For this workshop, we got the chance to use cameras to take some pictures out and about Leeds. I used a Nikon Coolpix P530 camera which I have had for several years. This helped in my understanding of how to attempt to take photos using professional techniques when altering the F stop and shutter speed.
Aperture Priority images:
So with these images which I have taken, I have used the Aperture Priority setting which means I have focused on choosing the F stop size. With a smaller F stop number, will be a bigger aperture number and will only focus on a smaller depth of field of an image e.g. if you was to take a portrait picture of somebody, their face would be clear but the background would be blurred. However, if you was to use a bigger F stop number, this would make the aperture smaller but an image where the majority is in focus.
In the first image, you should be able to see that the central focus is on the building work in the middle of the image yet the people walking across the road are blurred slightly as the depth of field is much smaller. I put the F stop number at F7.3 which can be recognised as not everything in the photograph can be in focus if the F stop is higher.
In the second image, I have focused on the ‘not very photogenic’ pole yet all the people in the background are blurred. I liked this idea I have created above as although the image is focused on the unhygienic pole, it also displays the bustling city life in Leeds and where you can look at each individual person in the image to observe what they may be doing just by looking at a still image.

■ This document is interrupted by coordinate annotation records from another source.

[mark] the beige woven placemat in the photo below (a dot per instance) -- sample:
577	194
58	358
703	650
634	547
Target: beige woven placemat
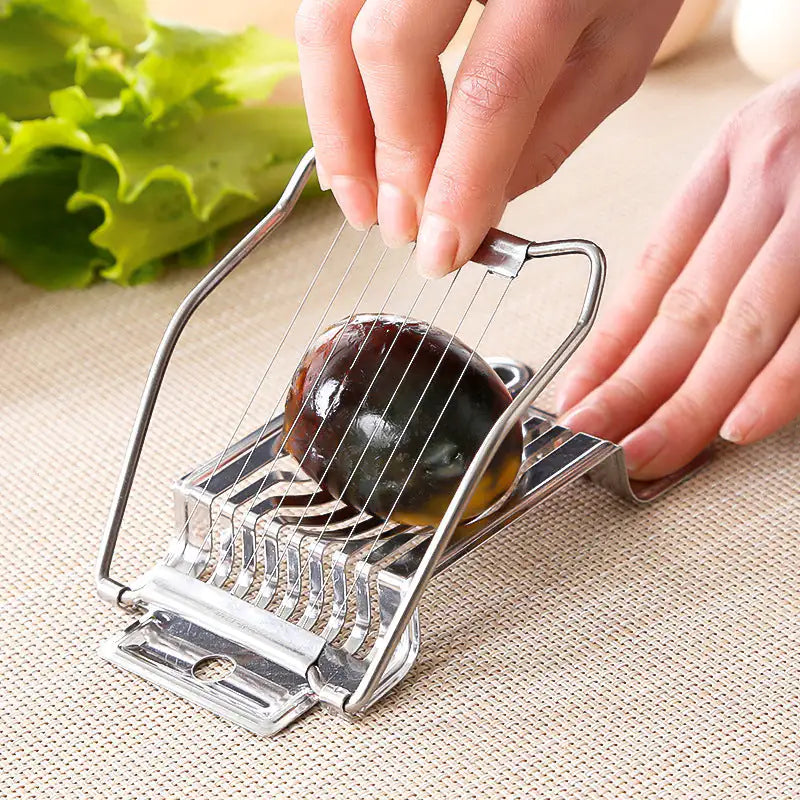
592	650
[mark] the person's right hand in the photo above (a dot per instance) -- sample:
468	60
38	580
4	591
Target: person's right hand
537	78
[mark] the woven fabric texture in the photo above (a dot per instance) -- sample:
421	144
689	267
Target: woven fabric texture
591	650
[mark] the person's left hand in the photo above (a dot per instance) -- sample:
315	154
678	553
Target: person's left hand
705	336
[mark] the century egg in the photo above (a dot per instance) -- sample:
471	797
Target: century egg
362	404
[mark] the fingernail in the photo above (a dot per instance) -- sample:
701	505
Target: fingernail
739	424
397	215
571	391
643	445
589	419
437	246
322	178
356	198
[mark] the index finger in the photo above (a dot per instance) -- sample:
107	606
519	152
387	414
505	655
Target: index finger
336	105
515	55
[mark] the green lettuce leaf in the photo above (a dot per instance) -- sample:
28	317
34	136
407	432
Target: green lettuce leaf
181	64
120	155
47	245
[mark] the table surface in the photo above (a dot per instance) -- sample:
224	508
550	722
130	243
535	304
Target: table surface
591	650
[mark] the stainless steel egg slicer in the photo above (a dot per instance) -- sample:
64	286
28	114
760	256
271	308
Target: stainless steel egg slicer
276	597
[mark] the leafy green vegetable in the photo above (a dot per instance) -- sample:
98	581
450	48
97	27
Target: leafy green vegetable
127	144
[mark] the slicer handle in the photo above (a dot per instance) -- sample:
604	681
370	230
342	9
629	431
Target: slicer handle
107	587
506	254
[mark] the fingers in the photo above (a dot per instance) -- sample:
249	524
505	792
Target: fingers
773	399
338	113
515	56
397	47
686	318
625	322
760	314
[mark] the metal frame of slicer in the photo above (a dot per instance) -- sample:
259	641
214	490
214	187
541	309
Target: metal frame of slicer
286	651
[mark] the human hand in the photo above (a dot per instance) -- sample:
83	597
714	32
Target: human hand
704	338
537	78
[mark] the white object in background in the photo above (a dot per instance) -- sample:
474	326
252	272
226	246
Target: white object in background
692	21
766	34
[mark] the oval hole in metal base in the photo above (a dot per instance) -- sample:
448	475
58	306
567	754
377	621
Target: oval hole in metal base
211	669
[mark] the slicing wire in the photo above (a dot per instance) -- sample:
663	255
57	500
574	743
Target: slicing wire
236	587
386	522
312	496
411	416
320	322
181	533
372	435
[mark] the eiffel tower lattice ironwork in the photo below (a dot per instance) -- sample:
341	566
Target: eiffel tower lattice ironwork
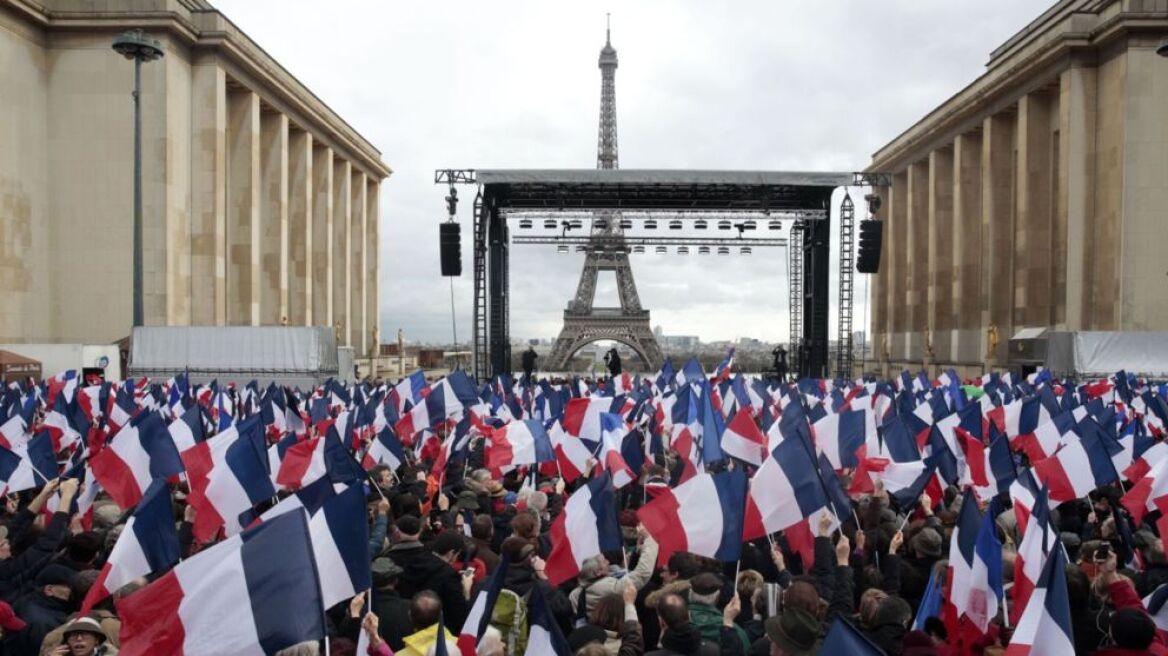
583	322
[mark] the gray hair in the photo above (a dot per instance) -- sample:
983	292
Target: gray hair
710	599
311	648
537	501
592	567
492	643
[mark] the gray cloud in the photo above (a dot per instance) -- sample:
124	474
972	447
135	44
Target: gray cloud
804	84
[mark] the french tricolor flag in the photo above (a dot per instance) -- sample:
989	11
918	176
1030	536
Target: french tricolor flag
139	453
228	476
613	431
1038	539
148	543
1045	623
519	442
1082	465
384	449
586	528
571	454
255	593
784	492
839	435
301	463
743	440
340	546
703	516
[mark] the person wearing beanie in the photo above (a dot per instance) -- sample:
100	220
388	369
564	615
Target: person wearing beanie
46	608
429	567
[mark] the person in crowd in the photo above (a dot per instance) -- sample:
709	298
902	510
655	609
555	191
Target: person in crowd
84	636
430	567
600	577
44	608
425	611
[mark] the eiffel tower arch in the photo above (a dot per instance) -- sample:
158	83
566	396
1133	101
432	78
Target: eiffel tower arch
606	251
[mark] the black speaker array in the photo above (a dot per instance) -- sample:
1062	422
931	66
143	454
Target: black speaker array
450	248
871	236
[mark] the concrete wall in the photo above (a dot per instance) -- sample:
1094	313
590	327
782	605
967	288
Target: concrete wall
1034	197
237	218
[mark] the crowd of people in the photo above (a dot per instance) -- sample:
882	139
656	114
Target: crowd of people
459	546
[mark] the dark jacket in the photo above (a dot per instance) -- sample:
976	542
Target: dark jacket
426	571
482	552
521	579
685	642
42	614
21	570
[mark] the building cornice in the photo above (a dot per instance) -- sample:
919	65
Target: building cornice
199	26
1027	62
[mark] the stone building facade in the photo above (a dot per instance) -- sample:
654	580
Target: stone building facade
1035	197
261	203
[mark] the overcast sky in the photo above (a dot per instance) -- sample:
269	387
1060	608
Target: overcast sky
767	84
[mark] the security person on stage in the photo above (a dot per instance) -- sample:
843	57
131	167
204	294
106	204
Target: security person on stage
780	363
529	357
612	358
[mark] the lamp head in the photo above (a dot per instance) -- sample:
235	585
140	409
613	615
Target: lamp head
134	44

So, this image has an F stop number of F7.5 which is slightly higher than the previous photograph and displays the similar effect of focusing on a smaller aperture with the background significantly more blurred. Obviously, I would improve this by utilising a more appealing object than a grubby looking pole to focus on and producing a more engaging image.
In this image, the F stop number is lower than the previous two at F4.4. As you can see in the above image, Sloane is more clear in focus in comparison to Amelia where she is slightly blurred. Then from behind them both, you can see that the background is even more out of focus. I think as the camera I have been using only has an aperture ranging from F3-F8.3, it can be quite difficult to distinguish between them whereas, if I was to show an image with an F stop number of F20, this would most likely be recognisable.
Shutter Speed images:
As you can see the difference between these photos, one appears blurry and one captures the moving cars significantly well. This being due to the adjustment with the shutter speed.
So, to achieve the first image, the shutter speed is quite low of 1/50. This basically means that due to the shutter speed being set at a low number, the cars in the image which will have already driven past will not be captured. Hence, the cars appear blurred and as you can observe, a good quality image of them hasn’t been achieved.
Although this doesn’t look professional, photographers sometimes use this technique of creating a blurry image as their work of art and usually it works effectively. This is called ‘motion blur’ which is when a photographer’s aim is to purposely capturing objects in their photograph to have a blurred effect so for example; if they were to take an image of lots of people walking across a road, or maybe a train going past or of people dancing. This can sometimes look aesthetically pleasing as the photographer illuminates an everyday setting into something intriguing through the use of motion blur. However, with the image I achieved, this isn’t the case as it doesn’t emanate the same aesthetic as some intentional motion blurs. Therefore, I would improve this further by using an even slower shutter speed to create an increased blurry image.
With the second image, the shutter speed is significantly faster at 1/2500 which essentially is because I have prioritised capturing the moving cars in the image. This then means shutter speed needs to be a lot quicker when taking the photograph. As you can see, the quality of the moving cars has considerably improved in comparison to the previous image where the cars appeared more blurry.